Never would have imagined that the laws of physics would be so important in a world where virtualization is the new normal.
Data Locality is Important
Data Locality, refers to the ability to move the computation close to the data. This is important because when performance is key, IO quickly becomes our number one bottleneck. Data access times vary from milliseconds to seconds because of many factors like hardware specifications and network capabilities.
Let’s explore Data Locality through the following Scenario. I have eight files containing data about multiple trucks, and I need to Identify trips. A trip consists of many segments, including short stops. So if the driver stops for coffee and starts again, this is still considered the same trip. The strategy depicted below is to read each file and to group data points by truck. This can be referred to as mapping the data. Then we can compute the trips for each group in parallel over multiple threads. This can be referred to as reducing the data. And finally, we merge the results in a single CSV file so that we can easily import it to other systems like SQL Server and Power BI.
The single machine configuration results were promising. So I decided to break it apart and distribute the process across many task Virtual Machines (TVM). Azure Batch is the perfect service to schedule jobs. Building on my initial approach, I started by using Append Blobs to construct my vectors. This approach didn’t turn out the way I expected so I pivoted and used Azure Table Storage instead. This allowed me to partition my data effectively. At the time, this seemed like the best idea, because tables are optimized for many parallel operations on many partitions at once.
For a short amount of time, the architecture shown below was promising. However, I rapidly understood that physics didn’t agree with me.

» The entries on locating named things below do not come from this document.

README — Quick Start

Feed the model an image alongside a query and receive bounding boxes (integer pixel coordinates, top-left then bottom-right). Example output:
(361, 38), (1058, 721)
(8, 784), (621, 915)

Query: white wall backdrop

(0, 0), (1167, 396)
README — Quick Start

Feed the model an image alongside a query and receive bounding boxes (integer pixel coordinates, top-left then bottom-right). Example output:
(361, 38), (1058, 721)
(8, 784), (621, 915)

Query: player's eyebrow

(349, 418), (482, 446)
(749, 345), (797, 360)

- Each Task pulls a source CSV files from Azure Blob Storage
- The Task groups data points by truck, batches them by 100 and persists them to Azure Table Storage
- The task produces a list of all Azure Table Partition Keys generated for each source CSV file
- Each Task pulls an index from Azure Blob Storage
- Each Task reads partitions from Azure Table Storage and identifies trips
- Once trips are identified, a Task merges the results and pushes it back to the origin Azure Blob Storage
Why isn’t This the Best Approach?
Physics. I mentioned this a few of times now, so let’s delve into why physics matter in this scenario.
Every time we make a request over the network, we are challenged by the speed of light, and by the physical limitations of each hardware component that is part of the overall infrastructure. These are constants that we need to consider when we build our software solution.
Let’s do the math
As you read through the delays, keep in mind that they are distributed across 8 Task Virtual Machines (TVM).
- Downloading a 50 MB file was fast, so let’s be generous and say 10 seconds.
- Then each file produced about 150,000 vectors. With a total of 300,000 unique vectors across all files.
- Persisting the data to Azure Table Storage put pressure on the service and resulted in long HTTP requests. These ranged from 10ms to more than 400ms.
- Reading vectors back out of Azure Table Storage by PartitionKey also ranged from 10ms to 500ms
- Compute was negligible
- Uploading back to Azure Blob Storage was very quick, say less than a minute.
In the end, my process went from completing in 7 minutes to taking just a bit more than 50 minutes. And the reason for this is that I was moving large amounts of data from storage to the compute.
What Should I have Considered
The best approach is to bring the compute to the data. This drastically reduces the network tax and allows us to benefit from Data Locality. Right, this sounds great in theory, but how do I execute code against storage in Azure?
Your first option is to explore a Big Data solution like Hadoop. This ecosystem is built around Data Locality. When working with Petabytes of data, it doesn’t make sense to move it around all the time, so we bring the compute to the data and extract the results. This is ideal for many scenarios like batch processing and predictive analytics.
The second option that comes to mind is for real-time scenarios where Service Fabric really shines. It brings data and business logic together. This is especially important in scenarios where time is a significant factor. If the trucks could stream data to Azure using IoT Suite, Event Hubs or direct HTTP calls to in memory objects (Actors) hosted on Service Fabric, trips would be identified instantly and could, then be pushed out to other systems for batch processing, machine learning, business intelligence and dash boarding.